While a fear of fee compression is always a topic of conversation among financial advisors, the reality is that most advisor fees have risen since 2018, according to research from financial planner Michael Kitces.

The new study from Kitces.com, “How Actual Financial Planners Do Financial Planning,” found that advisors’ 2020 median fees significantly increased relative to 2018 fees. That translated into a 12.4% increase for standalone fees, while both retainer fee and hourly fee rates  jumped 25%.

Meanwhile, median fees tied to asset under management remained relatively stable. That said, there was an 8% increase at the 10th percentile and an 8.7% increase at the 90th percentile for fees charged for a $1 million portfolio. Roughly 800 advisors participated in the survey.

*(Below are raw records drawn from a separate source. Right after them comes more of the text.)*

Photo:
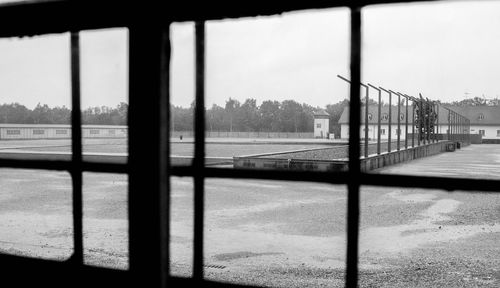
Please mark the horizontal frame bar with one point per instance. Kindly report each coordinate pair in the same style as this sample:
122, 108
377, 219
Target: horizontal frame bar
64, 165
72, 15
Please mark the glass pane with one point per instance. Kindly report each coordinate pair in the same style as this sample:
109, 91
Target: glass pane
267, 89
427, 58
182, 87
428, 238
35, 107
104, 74
182, 225
36, 213
105, 220
271, 233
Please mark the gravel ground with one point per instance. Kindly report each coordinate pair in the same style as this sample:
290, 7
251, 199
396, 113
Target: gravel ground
178, 149
276, 233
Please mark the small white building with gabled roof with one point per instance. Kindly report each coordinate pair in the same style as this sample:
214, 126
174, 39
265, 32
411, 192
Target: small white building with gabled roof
321, 124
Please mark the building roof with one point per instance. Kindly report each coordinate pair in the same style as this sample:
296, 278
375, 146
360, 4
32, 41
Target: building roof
320, 113
60, 126
478, 115
373, 114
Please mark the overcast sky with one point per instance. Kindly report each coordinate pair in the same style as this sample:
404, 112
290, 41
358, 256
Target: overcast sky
442, 50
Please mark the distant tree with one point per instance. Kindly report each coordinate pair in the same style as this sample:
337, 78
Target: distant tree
231, 110
290, 111
249, 114
335, 111
215, 118
270, 116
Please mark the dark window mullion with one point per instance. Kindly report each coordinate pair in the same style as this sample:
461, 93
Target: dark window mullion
199, 153
354, 151
76, 145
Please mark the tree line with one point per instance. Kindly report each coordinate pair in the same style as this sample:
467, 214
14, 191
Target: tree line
16, 113
269, 116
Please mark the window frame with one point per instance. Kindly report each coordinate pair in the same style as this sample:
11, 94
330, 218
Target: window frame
149, 60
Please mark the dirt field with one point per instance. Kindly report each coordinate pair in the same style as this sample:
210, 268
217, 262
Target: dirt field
277, 233
179, 148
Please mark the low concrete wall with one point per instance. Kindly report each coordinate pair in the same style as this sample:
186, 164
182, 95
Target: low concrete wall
370, 163
395, 157
298, 135
490, 141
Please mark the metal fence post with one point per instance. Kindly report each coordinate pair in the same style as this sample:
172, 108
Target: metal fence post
420, 114
406, 123
413, 123
367, 98
399, 121
378, 116
390, 120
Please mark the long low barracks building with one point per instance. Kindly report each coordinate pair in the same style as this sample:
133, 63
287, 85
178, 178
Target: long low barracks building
484, 120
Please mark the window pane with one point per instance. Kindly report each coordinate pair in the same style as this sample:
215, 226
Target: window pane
105, 220
266, 84
36, 213
271, 233
182, 87
428, 238
35, 107
427, 56
181, 226
104, 74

“Although there has been concern that the fee compression evident with financial services products would also apply to financial planning advice, we found little evidence that this was the case,” Derek Tharp, lead researcher at Kitces.com, said in a new blog.

“We also observed pricing trends by industry channel, with advisors in the RIA channel charging higher median fees than those in the B/D channel for work completed on a standalone or retainer basis, as well as for a complete financial plan billed on an hourly basis,” Tharp said. “Similarly, financial advisors with a CFP designation generally charge higher fees than those who are not CFP professionals.”

Team structure did not seem to have much impact on standalone fees charged by solo advisors, solo advisors with support or ensemble advisors. Silo advisors, however, do appear to charge lower standalone fees than other team structures, the study found.

For financial plans completed on an hourly basis, silo teams had the highest median fees and solo advisors the lowest. That trend was reversed regarding retainer fees, where solo advisors had the highest median fees and silo teams had the lowest.

“Because advisors provided us with detailed information about their business practices and pricing, we were also able to compute implied hourly rates for advisors using non-hourly billing models, which can be helpful in understanding what ‘reasonable’ rates are for hourly advisors,” Tharp said.

At median levels, Kitces.com found that primarily AUM advisors are generating revenue at rates that imply hourly fees between $350 and $800. “This is in stark contrast to the $100 to $300 implied hourly fees generated by advisors operating on a primarily hourly basis, and speaks to the challenge of building an hourly practice that is as financially successful as advisors operating on an AUM basis at common fee levels,” according to the study.

Top-earning AUM advisors (defined here as those between the 85th and 95th percentile), are generating implied hourly fees in the $950 to $1,600 per hour range, Tharp said.